Preocupados por esta macabra escena que se repetía cada noche, los padres de Alondra invitaron al sacerdote del pueblo a visitarlos, con el fin de que pudiera analizar a la niña.
Al principio, el clérigo se quedó extrañado. Por lo que había presenciado durante el día, la niña era un verdadero ángel y no había en su comportamiento nada que resultara escalofriante o fuera de lugar. Entonces cayó la noche y sus padres le pidieron que mirara en el cuarto de la chiquilla. Se quedó helado al escuchar sus oraciones.
—… por favor, cuida mucho de mi papá, de mi mamá, de mis hermanitos y mi familia. Ah, y no te olvides de cuidar a Lucifer, como nadie pide nunca por él, lo hago yo. Amén.
Muy preocupado, el sacerdote no supo como aconsejar a los padres. Por más extrañas que fueran las plegarias de Alondra, lo cierto es que su conducta seguía siendo inocente.
—Probablemente se olvide de decir esas cosas con el tiempo.
Pero la niña seguía rezando por Lucifer.
Un día, sufrió un accidente y para tristeza de todos murió. Su familia era de escasos recursos y no podía permitirse pagar una sepultura decente. Muy angustiados por esto, lloraban la suerte de su niña cuando de pronto, un gran cortejo fúnebre llegó a las puertas de su casa. Era algo majestuoso, seis caballos hermosos tiraban de una carroza negra, digna de una princesa y cargada con grandes coronas de rosas. Lo conducía un joven de belleza sublime, su tez era blanca e inmaculada, sus cabellos negros y sedosos y sus ojos, del color de la sangre.
Los padres de Alondra se quedaron anonadados ante la presencia de aquel hombre, pero no se atrevieron a desairarlo. El cuerpecito de la niña fue trasladado a la iglesia para ser velado y allí, en silencio, el joven lloró por ella, como si acabara de perder a alguien muy querido.
Todos se preguntaban quien sería el misterioso benefactor de la pequeña.

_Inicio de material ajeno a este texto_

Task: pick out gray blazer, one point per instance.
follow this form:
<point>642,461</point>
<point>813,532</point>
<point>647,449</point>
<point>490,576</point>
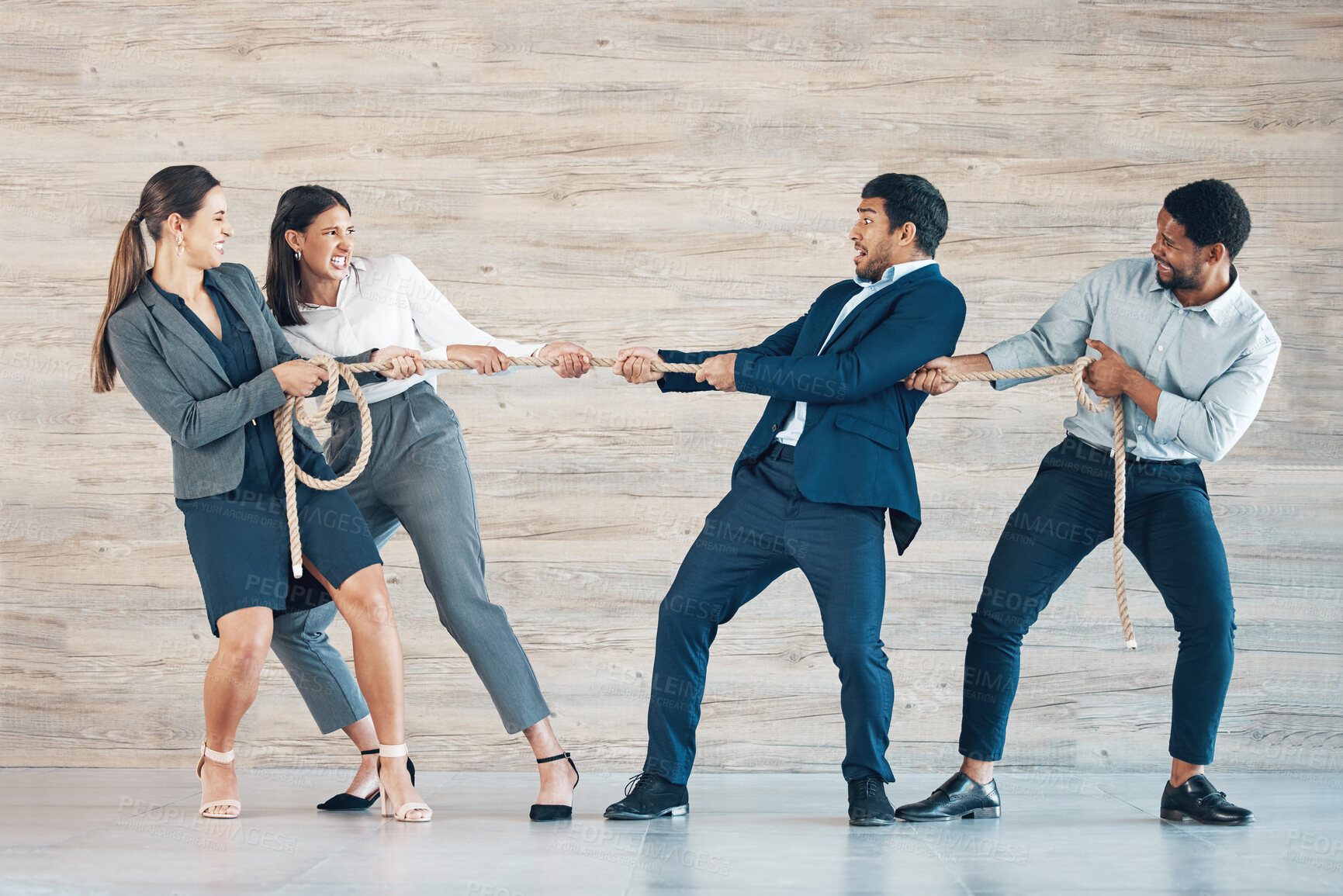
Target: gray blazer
<point>176,378</point>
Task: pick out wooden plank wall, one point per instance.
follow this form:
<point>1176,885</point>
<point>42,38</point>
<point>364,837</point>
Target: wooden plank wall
<point>684,176</point>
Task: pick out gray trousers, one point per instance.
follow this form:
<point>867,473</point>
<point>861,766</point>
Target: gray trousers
<point>417,477</point>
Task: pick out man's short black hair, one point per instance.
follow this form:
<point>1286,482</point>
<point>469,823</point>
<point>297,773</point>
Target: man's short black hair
<point>909,198</point>
<point>1212,213</point>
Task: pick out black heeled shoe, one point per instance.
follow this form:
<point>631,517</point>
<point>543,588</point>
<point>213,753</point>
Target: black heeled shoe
<point>545,811</point>
<point>349,802</point>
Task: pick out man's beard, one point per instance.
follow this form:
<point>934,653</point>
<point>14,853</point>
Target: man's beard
<point>1179,280</point>
<point>872,266</point>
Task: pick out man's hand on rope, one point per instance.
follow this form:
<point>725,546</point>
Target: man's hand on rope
<point>299,379</point>
<point>406,362</point>
<point>1108,375</point>
<point>485,359</point>
<point>718,372</point>
<point>635,365</point>
<point>574,360</point>
<point>928,378</point>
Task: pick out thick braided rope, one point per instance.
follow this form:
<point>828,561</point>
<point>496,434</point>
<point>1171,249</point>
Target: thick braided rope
<point>294,409</point>
<point>523,362</point>
<point>1084,400</point>
<point>285,415</point>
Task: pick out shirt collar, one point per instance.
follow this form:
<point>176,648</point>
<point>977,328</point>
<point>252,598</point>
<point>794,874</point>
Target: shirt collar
<point>174,297</point>
<point>893,273</point>
<point>355,264</point>
<point>1220,310</point>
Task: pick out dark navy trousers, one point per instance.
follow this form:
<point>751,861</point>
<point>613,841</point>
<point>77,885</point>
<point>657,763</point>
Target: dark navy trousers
<point>763,528</point>
<point>1064,515</point>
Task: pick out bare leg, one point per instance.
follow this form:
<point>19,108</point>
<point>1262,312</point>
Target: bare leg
<point>978,771</point>
<point>365,738</point>
<point>558,780</point>
<point>364,604</point>
<point>230,688</point>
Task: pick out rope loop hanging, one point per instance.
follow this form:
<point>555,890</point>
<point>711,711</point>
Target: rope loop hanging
<point>294,409</point>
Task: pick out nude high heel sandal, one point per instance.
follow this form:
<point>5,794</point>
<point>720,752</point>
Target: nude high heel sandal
<point>399,813</point>
<point>214,808</point>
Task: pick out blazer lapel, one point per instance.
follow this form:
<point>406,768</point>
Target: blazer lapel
<point>253,317</point>
<point>172,320</point>
<point>839,296</point>
<point>900,285</point>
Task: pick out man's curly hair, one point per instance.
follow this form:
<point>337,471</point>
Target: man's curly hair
<point>1212,213</point>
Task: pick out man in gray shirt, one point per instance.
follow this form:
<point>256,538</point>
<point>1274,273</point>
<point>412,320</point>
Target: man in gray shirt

Finalmente, se dirigieron al cementerio y el cadáver fue colocado en un magnífico sepulcro, hecho todo de mármol y custodiado por un ángel de piedra. Los padres de Alondra, sin soportar más la intriga, le preguntaron al desconocido quien era y porque estaba haciendo todo eso por su hija.
—Por milenios, el mundo siempre me ha juzgado como su enemigo, acusándome de robar, tentar, traicionar y hasta blasfemar contra lo más sagrado. Pero esta niñita, con su inocencia, su dulzura y su cariño, no dejaba de pedir por mí cada noche, y ni una sola dejó de hacerlo, a pesar de que la temían y la castigaban.
Al escucharlo, la pareja supuso que se trataría de algún profesor de Alondra y le preguntaron cual era su nombre.
—Solo recuerden el final de las oraciones de su propia hija
y diciendo esto, desapareció dejando un intenso olor a azufre detrás de sí. Cada invierno, la tumba de Aurora siempre se llena de rosas frescas.